The Trans Texas Corridor
Massive road project endangers landscapes and
the environment
September 4, 2007
Environmental Defense
Even the old adage that they don't do anything small
in Texas doesn't fully capture the magnitude of the
proposed Trans Texas Corridor transportation
project.
As planned, this would be a 4,000
mile-long network of tolled auto and truck lanes,
high-speed freight and passenger rail tracks, and
right- of -way for electric power lines and gas and
water pipelines. The initial segments would run
south and north through the heart of the state.

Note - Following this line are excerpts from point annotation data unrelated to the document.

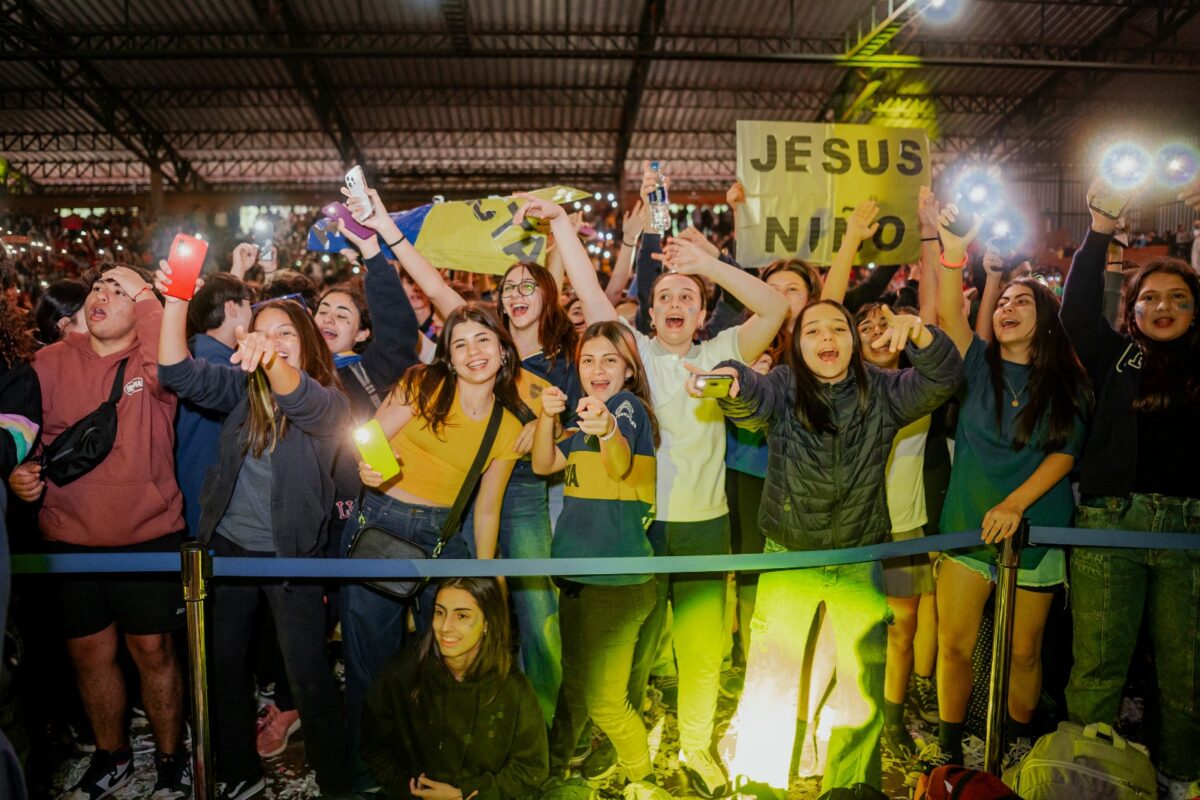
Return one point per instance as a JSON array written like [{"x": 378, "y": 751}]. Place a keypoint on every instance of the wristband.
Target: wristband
[{"x": 953, "y": 266}]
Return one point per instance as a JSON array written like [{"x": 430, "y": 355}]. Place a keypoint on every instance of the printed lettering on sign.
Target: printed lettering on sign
[{"x": 804, "y": 179}]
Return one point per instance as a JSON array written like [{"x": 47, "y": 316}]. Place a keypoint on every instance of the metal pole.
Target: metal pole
[
  {"x": 197, "y": 569},
  {"x": 1002, "y": 645}
]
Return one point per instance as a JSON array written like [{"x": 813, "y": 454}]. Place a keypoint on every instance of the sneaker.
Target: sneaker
[
  {"x": 923, "y": 695},
  {"x": 933, "y": 756},
  {"x": 1017, "y": 750},
  {"x": 275, "y": 728},
  {"x": 241, "y": 789},
  {"x": 707, "y": 776},
  {"x": 105, "y": 775},
  {"x": 174, "y": 777},
  {"x": 646, "y": 791},
  {"x": 898, "y": 739},
  {"x": 600, "y": 762},
  {"x": 732, "y": 680}
]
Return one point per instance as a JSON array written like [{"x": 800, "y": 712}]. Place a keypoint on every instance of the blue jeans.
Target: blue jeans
[
  {"x": 1111, "y": 588},
  {"x": 373, "y": 624},
  {"x": 525, "y": 534}
]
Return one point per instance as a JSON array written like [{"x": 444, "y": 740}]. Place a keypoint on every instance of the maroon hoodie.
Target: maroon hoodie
[{"x": 131, "y": 497}]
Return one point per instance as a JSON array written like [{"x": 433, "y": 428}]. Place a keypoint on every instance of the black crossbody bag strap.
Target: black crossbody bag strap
[{"x": 468, "y": 486}]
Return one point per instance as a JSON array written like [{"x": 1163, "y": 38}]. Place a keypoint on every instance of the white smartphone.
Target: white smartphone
[{"x": 358, "y": 186}]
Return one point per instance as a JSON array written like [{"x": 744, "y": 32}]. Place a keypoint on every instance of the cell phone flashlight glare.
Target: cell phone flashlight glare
[
  {"x": 376, "y": 450},
  {"x": 712, "y": 385}
]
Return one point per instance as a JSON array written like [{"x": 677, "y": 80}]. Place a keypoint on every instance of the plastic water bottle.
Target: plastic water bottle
[{"x": 660, "y": 206}]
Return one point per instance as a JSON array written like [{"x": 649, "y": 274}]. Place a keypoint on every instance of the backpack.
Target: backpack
[
  {"x": 83, "y": 446},
  {"x": 952, "y": 782},
  {"x": 1078, "y": 762}
]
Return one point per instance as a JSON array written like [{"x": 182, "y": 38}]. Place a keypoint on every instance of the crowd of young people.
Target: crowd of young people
[{"x": 585, "y": 429}]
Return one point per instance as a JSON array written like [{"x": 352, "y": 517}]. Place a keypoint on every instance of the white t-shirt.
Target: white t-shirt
[
  {"x": 906, "y": 476},
  {"x": 691, "y": 457}
]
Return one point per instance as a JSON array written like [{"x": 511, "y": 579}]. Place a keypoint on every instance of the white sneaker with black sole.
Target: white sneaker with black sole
[{"x": 105, "y": 776}]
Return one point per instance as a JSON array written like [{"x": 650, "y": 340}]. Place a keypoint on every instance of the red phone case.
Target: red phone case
[
  {"x": 186, "y": 259},
  {"x": 339, "y": 211}
]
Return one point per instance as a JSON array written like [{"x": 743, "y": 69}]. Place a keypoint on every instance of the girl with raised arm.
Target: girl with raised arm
[
  {"x": 1024, "y": 402},
  {"x": 1138, "y": 474},
  {"x": 607, "y": 647},
  {"x": 691, "y": 516},
  {"x": 831, "y": 420},
  {"x": 544, "y": 341},
  {"x": 268, "y": 495}
]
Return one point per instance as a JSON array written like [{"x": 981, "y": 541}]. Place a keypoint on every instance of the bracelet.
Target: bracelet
[{"x": 953, "y": 266}]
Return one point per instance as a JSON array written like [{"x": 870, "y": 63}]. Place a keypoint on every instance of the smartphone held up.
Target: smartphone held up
[{"x": 186, "y": 259}]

The TTC's quarter-mile wide corridors would
parallel major Interstate highways, take 900 square
miles of land, and affect 600,000 acres of land and
water habitat. The cost estimates are a whopping
$184 billion.
The purpose of the TTC is to speed the flow of
goods from Latin America and Asia through Texas to
the Midwest, the Northeast and Canada. As such, TTC
is not designed to address Texas' own transportation
problems, which are in the metropolitan areas; TTC
would bypass major cities and rural communities.
Authority for the TTC was granted in 2002 in the
last hours of the Texas legislative session as a
300-page transportation bill was rushed through with
neither serious legislative debate nor consultation
with commissioners, local city officials or regional
planning agencies. The public and most local
officials first became aware of the project in 2005
when the Texas Department of Transportation (DOT)
held one public meeting in each of the 254 counties.
The US DOT is rushing through approvals of the
corridor's initial segments. TTC-69 from Texarkana
to Laredo is being expedited under President Bush’s
2002 Executive Order while I-35 from Dallas to
Laredo is advancing under special accelerated
project development procedures.
As public opposition to the TTC has grown over
its environmental and property impacts, it became a
major issue in the 2006 statewide elections, drawing
opposition from the Republican, Democratic,
Libertarian, and Independent Parties as well as the
Farm Bureau, the Cattle raisers, environmental
organizations, and hundreds of local city councils
and county commissioner’s courts.
In response to the popular opposition, a 2007
bill put a two year moratorium on all public private
road concession agreements and established a
legislative study group on these contracts. Texas
DOT can continue to contract for design and
financing elements of the plan and continue
environmental assessments, but cannot yet advance to
construction.
Meanwhile, the first stage environmental review
of the initial TTC corridors have looked only at
alternative corridor alignments, not considering
options for better operating and managing existing
roads and rail lines nor considering how strategic
investments might relieve bottlenecks on the
existing rail or road system, rather than creating
entirely new transportation corridors.
Environmental Defense has joined with other
groups in calling the TTC an environmental disaster.
It would destroy wildlife habitat and consume prime
farmland. In crossing Texas' major rivers, it will
harm water quality. Air quality and human health
will also be put at risk.
The TTC will bisect rural communities while
promoting greater sprawl, more miles driven, greater
dependence on imported oil, and increased greenhouse
gas emissions.
Texas DOT is proceeding with the next stages of
environmental review. As it does so, there are
opportunities to devote resources to enable local
and regional officials and stakeholders to develop a
bottoms-up vision for Texas that might better serve
community and economic development needs and greatly
reduce the environmental impacts and social costs of
building on natural, undeveloped land.